I don't know what the afterlife is like (obviously) (if there is an afterlife)(gratuitous parentheses). But I want there to be an afterlife just so my wife can send me signs. I've asked her on numerous occasions to learn how to make the lights flicker. That's one I've seen in movies and stuff, where the ghosts make the lights flicker. I imagine it's something she can learn, right?

She just needs to get the hang of things, that's all. I'm sure the afterlife orientation is boring but necessary. You know, show her around heaven, give her the keys to her wings, tell her what hours the pool is open, that sort of thing. But once she's acclimated, I'd love for her to find out from someone who's been there awhile how to make lights in the real world flicker for me. She's got an awesome aunt who met her at the gate, maybe she can give my wife some pointers? If there's a technique, I'm sure she can pick it up easily.

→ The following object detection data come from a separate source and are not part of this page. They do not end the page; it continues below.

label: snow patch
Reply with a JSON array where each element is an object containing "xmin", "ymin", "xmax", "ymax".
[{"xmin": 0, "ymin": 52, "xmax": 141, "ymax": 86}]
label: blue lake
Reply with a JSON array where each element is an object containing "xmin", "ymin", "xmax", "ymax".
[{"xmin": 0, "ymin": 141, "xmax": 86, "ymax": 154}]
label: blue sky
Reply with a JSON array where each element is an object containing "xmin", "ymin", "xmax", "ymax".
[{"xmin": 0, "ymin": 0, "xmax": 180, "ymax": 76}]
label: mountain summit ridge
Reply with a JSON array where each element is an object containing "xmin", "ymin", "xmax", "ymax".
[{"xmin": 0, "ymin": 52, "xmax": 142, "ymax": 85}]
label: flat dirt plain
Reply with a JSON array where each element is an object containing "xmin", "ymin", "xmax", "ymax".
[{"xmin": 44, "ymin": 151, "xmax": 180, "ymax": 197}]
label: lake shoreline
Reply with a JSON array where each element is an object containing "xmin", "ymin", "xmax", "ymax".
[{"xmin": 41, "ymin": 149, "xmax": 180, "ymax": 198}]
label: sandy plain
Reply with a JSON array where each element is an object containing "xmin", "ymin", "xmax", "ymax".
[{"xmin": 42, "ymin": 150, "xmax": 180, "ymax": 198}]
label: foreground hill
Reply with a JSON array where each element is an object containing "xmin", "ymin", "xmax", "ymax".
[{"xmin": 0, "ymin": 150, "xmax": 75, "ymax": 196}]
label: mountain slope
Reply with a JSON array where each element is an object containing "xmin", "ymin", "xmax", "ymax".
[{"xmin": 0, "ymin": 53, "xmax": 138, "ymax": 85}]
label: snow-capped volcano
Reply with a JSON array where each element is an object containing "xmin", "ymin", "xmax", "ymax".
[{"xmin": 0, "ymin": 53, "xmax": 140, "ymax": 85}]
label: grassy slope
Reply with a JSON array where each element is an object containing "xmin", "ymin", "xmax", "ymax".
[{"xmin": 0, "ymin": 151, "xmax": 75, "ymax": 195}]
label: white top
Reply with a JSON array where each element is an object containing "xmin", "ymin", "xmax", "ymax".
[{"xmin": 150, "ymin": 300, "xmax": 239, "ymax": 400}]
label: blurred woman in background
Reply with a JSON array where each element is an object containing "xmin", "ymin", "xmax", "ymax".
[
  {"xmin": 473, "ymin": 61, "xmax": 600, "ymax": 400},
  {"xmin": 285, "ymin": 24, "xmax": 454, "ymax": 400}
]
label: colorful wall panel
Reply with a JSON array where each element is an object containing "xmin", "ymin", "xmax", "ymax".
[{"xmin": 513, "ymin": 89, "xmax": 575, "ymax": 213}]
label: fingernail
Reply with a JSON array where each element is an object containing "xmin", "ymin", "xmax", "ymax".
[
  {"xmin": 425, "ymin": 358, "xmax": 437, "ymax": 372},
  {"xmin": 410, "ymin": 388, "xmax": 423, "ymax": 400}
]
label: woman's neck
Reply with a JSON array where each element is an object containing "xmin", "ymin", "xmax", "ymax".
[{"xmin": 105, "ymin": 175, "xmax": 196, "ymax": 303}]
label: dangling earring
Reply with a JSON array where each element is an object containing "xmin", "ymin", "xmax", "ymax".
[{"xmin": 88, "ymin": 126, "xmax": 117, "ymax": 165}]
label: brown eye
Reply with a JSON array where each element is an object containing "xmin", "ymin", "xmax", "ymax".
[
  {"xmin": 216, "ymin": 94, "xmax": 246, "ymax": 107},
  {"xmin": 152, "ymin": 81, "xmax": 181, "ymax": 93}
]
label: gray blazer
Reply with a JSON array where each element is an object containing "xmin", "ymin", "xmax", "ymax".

I just miss the communication, you know? I used to be able to talk with my wife long into the night when reasonable people are all asleep. Even after 11 years together, we never ran out of stuff to say. If we can talk through the light fixtures, that'd be enough, you know? Although I'd feel like I was ordering drive-through, talking into a lamp. I'd do it, though, if it meant I could get messages to her in the afterlife. My Verizon plan doesn't give me paranormal texting, so I'd like a sign. I'd even pay for roaming.